Spatial qualities influence emotional states, attention, and overall comfort. Calm, coherent environments support psychological wellbeing. Within a Design for Wellbeing approach, environmental psychology is shaped through:

  • Spaces for quiet, reflection, and restoration

  • Calming proportions and coherent spatial organization

  • Light qualities that support comfort throughout the day

  • At least one intentionally designed moment of awe

  • Use of three or more harmonic proportions to support perceptual coherence

Emotional & Spiritual Ecology

For TGA, Design for Wellbeing is both an ethical position and a technical framework. Our commitment is to design buildings that do not deplete human energy, but return to it. This means treating air, light, sound, temperature, and materials as core determinants of wellbeing, and shaping them so that the built environment reliably supports the people who live and work within it.
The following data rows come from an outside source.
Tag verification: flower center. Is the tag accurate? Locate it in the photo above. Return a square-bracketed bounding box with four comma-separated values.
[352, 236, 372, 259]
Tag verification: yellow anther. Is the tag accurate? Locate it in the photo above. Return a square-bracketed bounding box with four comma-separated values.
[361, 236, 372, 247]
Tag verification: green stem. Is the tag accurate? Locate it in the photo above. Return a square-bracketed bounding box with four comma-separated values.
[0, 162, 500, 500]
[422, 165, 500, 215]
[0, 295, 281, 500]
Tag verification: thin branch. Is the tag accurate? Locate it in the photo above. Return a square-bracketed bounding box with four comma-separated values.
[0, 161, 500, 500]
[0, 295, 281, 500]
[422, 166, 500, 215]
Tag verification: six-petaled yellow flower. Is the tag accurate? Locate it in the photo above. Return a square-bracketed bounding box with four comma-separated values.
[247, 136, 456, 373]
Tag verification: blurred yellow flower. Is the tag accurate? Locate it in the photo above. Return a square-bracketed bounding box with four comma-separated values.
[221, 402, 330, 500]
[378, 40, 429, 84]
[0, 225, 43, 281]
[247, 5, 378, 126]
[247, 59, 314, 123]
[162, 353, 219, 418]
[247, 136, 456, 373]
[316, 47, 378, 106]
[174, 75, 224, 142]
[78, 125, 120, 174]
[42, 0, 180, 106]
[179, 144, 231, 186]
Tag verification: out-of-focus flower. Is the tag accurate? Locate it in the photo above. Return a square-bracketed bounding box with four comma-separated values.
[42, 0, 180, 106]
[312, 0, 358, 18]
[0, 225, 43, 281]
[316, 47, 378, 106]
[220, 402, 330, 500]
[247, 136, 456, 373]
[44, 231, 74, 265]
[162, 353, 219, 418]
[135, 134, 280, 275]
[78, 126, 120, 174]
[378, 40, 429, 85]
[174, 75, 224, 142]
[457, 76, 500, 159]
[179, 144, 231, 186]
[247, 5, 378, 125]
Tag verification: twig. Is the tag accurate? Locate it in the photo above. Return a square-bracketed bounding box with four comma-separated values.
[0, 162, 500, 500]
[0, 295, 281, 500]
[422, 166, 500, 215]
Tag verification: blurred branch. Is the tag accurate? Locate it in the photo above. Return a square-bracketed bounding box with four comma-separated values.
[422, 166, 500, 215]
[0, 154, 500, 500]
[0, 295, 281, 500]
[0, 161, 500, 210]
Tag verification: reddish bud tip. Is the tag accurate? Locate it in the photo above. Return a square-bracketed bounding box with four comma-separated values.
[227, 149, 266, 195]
Design for Wellbeing defines the standard we design to: buildings that strengthen health, comfort, and clarity while aligning with long-term environmental responsibility.

Sources:

  • Allen, J.G., MacNaughton, P., Satish, U., Santanam, S., Vallarino, J., & Spengler, J.D. Associations of Cognitive Function Scores with Carbon Dioxide, Ventilation, and Volatile Organic Compound Exposures in Office Workers: A Controlled Exposure Study of Green and Conventional Office Environments. Environmental Health Perspectives, 2016.

  • Healthy Buildings. Harvard T.H. Chan School of Public Health.

  • Babür, O.Cognitive Benefits of Healthy Buildings. Harvard Magazine, April 6, 2017.